From the architectural standpoint, modern embedded systems often resemble traditional PCs. For example:

• they implement a rich set of I/O interfaces (large displays, Ethernet ports, USB ports, SDIO sockets etc.)
• they likely run complex operating systems that derive from desktop world (linux, Android, Windows CE etc.)
• they implement complex storage schemes (raw NAND, SSD, eMMC etc.).

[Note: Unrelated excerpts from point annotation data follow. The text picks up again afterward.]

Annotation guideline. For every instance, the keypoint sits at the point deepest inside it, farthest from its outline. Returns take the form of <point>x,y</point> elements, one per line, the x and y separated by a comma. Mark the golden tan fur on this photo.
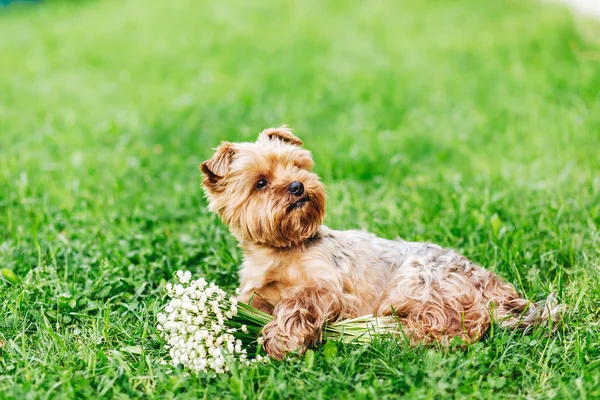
<point>306,274</point>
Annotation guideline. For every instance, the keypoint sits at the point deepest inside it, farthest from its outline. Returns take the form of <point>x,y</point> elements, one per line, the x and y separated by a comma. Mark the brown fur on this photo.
<point>306,274</point>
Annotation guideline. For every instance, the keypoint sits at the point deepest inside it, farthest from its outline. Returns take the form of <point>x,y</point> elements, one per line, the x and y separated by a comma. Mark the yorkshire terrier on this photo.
<point>306,274</point>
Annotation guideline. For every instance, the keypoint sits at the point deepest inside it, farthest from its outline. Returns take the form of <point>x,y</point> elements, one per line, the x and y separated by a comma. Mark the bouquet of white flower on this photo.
<point>204,327</point>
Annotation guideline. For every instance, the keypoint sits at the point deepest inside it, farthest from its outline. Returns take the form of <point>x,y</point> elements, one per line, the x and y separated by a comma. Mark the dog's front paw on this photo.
<point>277,343</point>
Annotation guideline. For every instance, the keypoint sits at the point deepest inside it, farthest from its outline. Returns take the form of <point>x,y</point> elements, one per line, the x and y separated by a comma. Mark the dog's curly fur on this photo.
<point>305,274</point>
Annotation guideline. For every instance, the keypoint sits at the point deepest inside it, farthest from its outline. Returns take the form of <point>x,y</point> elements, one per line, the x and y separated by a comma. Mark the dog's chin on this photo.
<point>301,221</point>
<point>299,204</point>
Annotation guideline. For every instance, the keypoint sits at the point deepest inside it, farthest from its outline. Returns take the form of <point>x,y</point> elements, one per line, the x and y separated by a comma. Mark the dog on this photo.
<point>306,274</point>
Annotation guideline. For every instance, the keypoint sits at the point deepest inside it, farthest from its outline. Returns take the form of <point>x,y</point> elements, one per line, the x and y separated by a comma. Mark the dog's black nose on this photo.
<point>296,188</point>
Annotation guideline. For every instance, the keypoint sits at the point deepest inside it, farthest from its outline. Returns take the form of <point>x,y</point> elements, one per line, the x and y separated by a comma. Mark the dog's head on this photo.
<point>265,191</point>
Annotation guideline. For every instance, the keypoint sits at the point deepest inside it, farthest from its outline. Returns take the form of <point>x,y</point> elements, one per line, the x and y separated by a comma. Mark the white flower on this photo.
<point>196,326</point>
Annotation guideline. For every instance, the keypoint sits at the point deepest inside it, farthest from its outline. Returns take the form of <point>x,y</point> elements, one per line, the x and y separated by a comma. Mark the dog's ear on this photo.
<point>283,133</point>
<point>217,166</point>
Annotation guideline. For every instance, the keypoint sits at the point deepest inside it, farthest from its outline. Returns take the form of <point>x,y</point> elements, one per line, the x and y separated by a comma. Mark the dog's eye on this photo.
<point>261,184</point>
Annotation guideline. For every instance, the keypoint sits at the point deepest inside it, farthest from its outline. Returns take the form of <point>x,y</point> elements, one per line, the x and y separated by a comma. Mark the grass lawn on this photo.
<point>472,124</point>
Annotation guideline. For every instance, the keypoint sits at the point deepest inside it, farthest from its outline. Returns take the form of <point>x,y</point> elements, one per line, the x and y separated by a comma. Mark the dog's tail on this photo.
<point>523,314</point>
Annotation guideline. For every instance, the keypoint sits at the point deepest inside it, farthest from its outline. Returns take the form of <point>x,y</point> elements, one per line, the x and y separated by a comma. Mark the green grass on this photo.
<point>472,124</point>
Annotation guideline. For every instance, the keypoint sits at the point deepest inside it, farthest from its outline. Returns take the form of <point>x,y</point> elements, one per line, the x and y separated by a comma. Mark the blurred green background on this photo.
<point>472,124</point>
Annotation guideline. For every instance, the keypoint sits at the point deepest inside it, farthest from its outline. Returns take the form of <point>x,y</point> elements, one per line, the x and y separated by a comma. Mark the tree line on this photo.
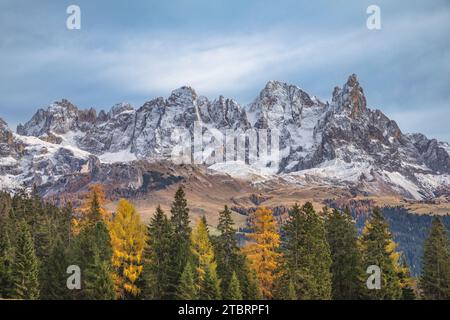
<point>313,255</point>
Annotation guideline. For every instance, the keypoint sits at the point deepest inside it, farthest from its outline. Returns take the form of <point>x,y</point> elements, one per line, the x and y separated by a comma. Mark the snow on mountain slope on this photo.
<point>343,142</point>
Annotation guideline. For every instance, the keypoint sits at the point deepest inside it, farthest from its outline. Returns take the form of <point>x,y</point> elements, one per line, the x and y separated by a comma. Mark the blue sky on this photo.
<point>133,51</point>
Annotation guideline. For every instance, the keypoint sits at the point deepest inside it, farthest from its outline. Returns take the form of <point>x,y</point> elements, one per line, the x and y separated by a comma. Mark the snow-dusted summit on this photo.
<point>341,143</point>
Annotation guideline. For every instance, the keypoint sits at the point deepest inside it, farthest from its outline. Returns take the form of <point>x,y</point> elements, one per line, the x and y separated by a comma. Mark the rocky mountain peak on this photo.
<point>350,98</point>
<point>344,143</point>
<point>184,95</point>
<point>3,124</point>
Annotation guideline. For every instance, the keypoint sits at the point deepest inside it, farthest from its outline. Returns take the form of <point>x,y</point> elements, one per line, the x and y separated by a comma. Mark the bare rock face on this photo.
<point>60,118</point>
<point>343,142</point>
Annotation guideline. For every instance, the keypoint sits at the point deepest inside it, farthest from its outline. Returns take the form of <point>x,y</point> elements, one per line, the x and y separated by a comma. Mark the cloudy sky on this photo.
<point>133,51</point>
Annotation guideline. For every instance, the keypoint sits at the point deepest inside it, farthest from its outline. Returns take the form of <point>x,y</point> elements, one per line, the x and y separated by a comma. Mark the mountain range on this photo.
<point>341,143</point>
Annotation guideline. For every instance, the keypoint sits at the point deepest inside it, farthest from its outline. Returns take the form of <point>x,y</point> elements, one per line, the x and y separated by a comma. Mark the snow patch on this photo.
<point>120,156</point>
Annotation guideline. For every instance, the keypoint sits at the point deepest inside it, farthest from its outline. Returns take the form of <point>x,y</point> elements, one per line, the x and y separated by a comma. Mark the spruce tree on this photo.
<point>307,257</point>
<point>186,289</point>
<point>291,293</point>
<point>205,263</point>
<point>157,257</point>
<point>91,250</point>
<point>53,284</point>
<point>6,263</point>
<point>346,267</point>
<point>435,278</point>
<point>128,241</point>
<point>99,284</point>
<point>262,252</point>
<point>234,289</point>
<point>378,249</point>
<point>25,266</point>
<point>226,248</point>
<point>209,288</point>
<point>181,238</point>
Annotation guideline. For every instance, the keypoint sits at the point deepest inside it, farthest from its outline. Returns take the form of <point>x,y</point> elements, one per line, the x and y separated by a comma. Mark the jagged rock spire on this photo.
<point>350,98</point>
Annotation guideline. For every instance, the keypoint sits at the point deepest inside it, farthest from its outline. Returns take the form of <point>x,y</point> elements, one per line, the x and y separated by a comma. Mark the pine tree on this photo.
<point>25,267</point>
<point>435,278</point>
<point>226,247</point>
<point>263,251</point>
<point>291,293</point>
<point>234,289</point>
<point>157,257</point>
<point>407,283</point>
<point>206,266</point>
<point>181,238</point>
<point>307,257</point>
<point>187,289</point>
<point>92,209</point>
<point>128,240</point>
<point>53,284</point>
<point>230,258</point>
<point>209,288</point>
<point>346,266</point>
<point>99,283</point>
<point>378,249</point>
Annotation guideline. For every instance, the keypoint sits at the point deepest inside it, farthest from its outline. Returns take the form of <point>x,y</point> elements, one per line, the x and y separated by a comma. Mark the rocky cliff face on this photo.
<point>342,142</point>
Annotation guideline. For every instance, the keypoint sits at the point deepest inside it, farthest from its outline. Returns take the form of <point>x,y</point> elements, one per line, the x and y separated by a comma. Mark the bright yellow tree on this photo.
<point>128,235</point>
<point>262,251</point>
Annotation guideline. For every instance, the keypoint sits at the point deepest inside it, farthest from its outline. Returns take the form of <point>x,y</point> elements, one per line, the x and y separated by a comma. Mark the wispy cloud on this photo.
<point>405,65</point>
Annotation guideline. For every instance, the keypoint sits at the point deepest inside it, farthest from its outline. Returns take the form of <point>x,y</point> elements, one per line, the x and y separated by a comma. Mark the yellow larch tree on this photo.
<point>128,235</point>
<point>202,250</point>
<point>262,251</point>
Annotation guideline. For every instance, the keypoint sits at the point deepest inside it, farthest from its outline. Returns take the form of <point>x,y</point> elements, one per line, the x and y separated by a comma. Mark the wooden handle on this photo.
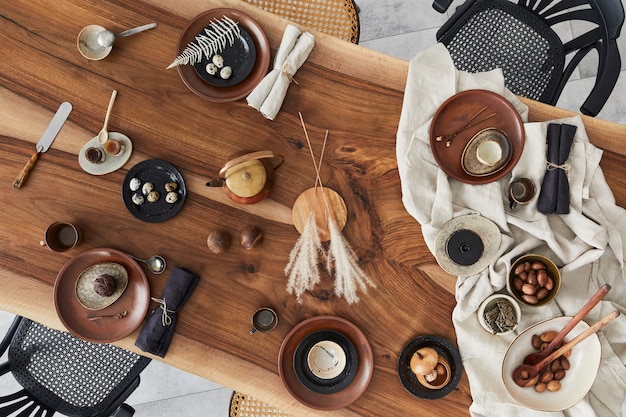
<point>582,336</point>
<point>599,295</point>
<point>21,178</point>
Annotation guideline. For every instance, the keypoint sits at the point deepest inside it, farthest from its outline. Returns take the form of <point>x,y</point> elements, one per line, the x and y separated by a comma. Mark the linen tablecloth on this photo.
<point>587,243</point>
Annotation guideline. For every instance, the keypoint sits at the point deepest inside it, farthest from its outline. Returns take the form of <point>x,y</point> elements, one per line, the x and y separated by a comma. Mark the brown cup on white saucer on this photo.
<point>61,236</point>
<point>521,191</point>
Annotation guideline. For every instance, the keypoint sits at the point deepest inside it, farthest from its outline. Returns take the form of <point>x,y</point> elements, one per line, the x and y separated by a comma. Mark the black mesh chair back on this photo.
<point>521,38</point>
<point>61,373</point>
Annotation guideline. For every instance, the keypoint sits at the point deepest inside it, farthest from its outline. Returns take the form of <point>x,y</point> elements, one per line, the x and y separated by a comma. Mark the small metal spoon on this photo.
<point>103,135</point>
<point>106,38</point>
<point>155,263</point>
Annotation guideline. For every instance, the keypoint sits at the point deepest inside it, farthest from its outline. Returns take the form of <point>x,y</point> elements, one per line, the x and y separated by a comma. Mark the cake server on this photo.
<point>45,141</point>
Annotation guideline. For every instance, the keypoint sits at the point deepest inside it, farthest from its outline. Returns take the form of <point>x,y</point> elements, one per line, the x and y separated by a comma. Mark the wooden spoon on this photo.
<point>526,375</point>
<point>533,358</point>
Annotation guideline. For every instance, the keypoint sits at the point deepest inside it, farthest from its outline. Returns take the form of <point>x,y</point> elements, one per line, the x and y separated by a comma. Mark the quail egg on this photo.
<point>153,196</point>
<point>171,197</point>
<point>147,188</point>
<point>135,184</point>
<point>171,186</point>
<point>211,68</point>
<point>226,72</point>
<point>218,60</point>
<point>137,199</point>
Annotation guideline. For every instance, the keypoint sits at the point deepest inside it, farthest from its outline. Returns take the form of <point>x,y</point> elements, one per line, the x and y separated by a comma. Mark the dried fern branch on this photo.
<point>348,274</point>
<point>218,35</point>
<point>302,267</point>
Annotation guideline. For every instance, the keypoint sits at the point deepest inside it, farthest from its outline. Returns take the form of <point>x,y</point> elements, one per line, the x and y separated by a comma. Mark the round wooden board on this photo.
<point>315,199</point>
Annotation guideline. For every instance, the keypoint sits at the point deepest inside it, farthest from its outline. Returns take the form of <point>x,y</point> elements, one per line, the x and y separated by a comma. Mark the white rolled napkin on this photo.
<point>296,58</point>
<point>261,91</point>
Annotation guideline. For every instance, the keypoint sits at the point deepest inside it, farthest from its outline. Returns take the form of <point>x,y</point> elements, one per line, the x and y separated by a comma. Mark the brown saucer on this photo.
<point>75,317</point>
<point>455,112</point>
<point>335,400</point>
<point>224,94</point>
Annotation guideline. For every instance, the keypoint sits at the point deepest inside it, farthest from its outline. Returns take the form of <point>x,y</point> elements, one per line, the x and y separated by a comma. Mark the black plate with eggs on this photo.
<point>162,175</point>
<point>240,57</point>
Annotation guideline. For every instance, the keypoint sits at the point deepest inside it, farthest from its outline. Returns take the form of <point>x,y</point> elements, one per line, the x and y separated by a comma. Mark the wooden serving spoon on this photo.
<point>535,357</point>
<point>526,375</point>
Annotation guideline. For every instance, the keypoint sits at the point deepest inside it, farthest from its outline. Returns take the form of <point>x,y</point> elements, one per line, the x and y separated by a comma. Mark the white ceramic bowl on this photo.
<point>490,302</point>
<point>585,360</point>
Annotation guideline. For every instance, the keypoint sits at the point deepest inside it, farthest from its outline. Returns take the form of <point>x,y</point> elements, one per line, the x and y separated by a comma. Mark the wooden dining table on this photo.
<point>354,93</point>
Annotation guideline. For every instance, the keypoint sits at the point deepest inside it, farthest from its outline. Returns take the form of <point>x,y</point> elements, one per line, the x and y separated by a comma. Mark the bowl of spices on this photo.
<point>499,314</point>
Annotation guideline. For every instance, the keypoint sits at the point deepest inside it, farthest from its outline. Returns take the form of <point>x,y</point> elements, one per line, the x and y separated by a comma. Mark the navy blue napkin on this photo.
<point>156,335</point>
<point>554,195</point>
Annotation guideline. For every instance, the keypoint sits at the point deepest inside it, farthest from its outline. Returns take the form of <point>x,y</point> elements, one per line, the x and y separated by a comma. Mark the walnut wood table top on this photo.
<point>354,92</point>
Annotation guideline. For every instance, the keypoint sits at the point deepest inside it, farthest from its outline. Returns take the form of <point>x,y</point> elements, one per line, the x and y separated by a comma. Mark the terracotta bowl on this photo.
<point>552,271</point>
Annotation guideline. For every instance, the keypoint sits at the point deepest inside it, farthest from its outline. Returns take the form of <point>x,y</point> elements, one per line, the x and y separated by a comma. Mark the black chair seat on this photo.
<point>61,373</point>
<point>520,38</point>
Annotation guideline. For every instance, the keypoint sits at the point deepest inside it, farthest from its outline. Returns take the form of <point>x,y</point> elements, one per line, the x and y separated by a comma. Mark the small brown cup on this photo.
<point>521,191</point>
<point>113,147</point>
<point>61,236</point>
<point>264,320</point>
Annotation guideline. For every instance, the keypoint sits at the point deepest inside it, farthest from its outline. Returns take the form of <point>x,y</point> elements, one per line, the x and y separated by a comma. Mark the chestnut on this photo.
<point>251,237</point>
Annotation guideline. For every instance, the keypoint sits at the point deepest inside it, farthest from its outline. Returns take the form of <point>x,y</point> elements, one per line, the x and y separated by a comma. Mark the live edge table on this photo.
<point>353,92</point>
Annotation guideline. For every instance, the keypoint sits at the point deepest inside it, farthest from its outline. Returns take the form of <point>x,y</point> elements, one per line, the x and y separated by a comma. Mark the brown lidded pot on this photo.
<point>248,177</point>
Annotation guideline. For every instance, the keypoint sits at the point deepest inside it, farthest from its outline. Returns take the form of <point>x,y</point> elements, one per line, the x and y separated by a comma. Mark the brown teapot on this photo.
<point>248,178</point>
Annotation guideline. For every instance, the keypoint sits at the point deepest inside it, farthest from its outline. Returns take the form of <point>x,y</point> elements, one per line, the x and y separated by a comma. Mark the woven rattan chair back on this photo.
<point>521,38</point>
<point>242,405</point>
<point>62,373</point>
<point>338,18</point>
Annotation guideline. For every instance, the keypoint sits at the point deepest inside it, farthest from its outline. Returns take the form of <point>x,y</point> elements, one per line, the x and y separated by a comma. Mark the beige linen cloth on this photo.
<point>587,243</point>
<point>268,96</point>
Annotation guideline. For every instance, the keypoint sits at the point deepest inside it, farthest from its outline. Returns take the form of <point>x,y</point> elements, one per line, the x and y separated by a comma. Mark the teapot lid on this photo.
<point>246,179</point>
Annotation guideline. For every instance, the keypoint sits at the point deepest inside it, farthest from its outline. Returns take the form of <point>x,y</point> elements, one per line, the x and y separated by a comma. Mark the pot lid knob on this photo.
<point>246,179</point>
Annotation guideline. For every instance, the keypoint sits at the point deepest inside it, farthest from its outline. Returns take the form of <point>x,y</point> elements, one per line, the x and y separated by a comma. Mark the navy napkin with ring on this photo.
<point>156,335</point>
<point>554,195</point>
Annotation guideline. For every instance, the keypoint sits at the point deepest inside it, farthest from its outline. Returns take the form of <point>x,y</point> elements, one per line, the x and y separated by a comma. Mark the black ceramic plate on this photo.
<point>445,349</point>
<point>311,381</point>
<point>159,173</point>
<point>241,57</point>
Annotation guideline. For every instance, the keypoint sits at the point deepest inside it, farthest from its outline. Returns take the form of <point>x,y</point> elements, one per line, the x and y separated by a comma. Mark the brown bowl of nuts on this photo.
<point>533,280</point>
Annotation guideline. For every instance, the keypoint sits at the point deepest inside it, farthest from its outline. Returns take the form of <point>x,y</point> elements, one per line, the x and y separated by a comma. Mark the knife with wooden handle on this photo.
<point>45,141</point>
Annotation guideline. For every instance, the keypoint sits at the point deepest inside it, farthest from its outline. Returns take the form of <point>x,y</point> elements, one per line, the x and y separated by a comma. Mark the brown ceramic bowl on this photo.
<point>513,287</point>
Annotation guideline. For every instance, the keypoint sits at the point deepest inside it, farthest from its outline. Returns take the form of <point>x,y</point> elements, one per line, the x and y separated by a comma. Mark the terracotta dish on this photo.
<point>336,399</point>
<point>224,93</point>
<point>455,112</point>
<point>75,317</point>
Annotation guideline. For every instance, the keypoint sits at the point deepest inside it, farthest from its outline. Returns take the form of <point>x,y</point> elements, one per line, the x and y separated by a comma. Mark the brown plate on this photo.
<point>455,112</point>
<point>75,317</point>
<point>334,400</point>
<point>224,94</point>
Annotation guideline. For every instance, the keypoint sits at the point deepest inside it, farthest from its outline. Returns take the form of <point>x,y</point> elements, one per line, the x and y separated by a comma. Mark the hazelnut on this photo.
<point>251,237</point>
<point>218,241</point>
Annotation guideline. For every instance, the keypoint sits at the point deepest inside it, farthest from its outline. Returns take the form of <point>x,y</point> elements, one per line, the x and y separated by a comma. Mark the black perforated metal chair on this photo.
<point>64,374</point>
<point>519,36</point>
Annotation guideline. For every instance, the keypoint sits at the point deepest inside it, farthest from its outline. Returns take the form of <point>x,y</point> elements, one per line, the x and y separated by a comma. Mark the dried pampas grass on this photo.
<point>302,268</point>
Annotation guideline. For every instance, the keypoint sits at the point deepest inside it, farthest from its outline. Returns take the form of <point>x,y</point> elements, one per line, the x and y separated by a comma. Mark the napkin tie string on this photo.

One of the main difference between such systems and PCs is that the formers are - if appropriately designed - inherently resilient to sudden power fails (see for example this presentation: Application of UBIFS for Embedded Linux Products). In any case, system designer should take into account these events and decide if and how manage them explicitly. Here are some typical techniques used to deal with this situation:

• in case the system is used by human operators, the use of clean shutdown - triggered by the user himself - should be encouraged to prevent sudden power off. Technically speaking, this can be done via GUI (soft button) or mechanical device (push buttons and alike). In the latter case, puch button controllers such as Linear LTC2954 can be very useful to implement this feature
• in case no human operators interact with the system, more complex solutions might be required. This strategy is strongly dependent on hardware characteristics of SOM and must be approached on a case-by-case basis.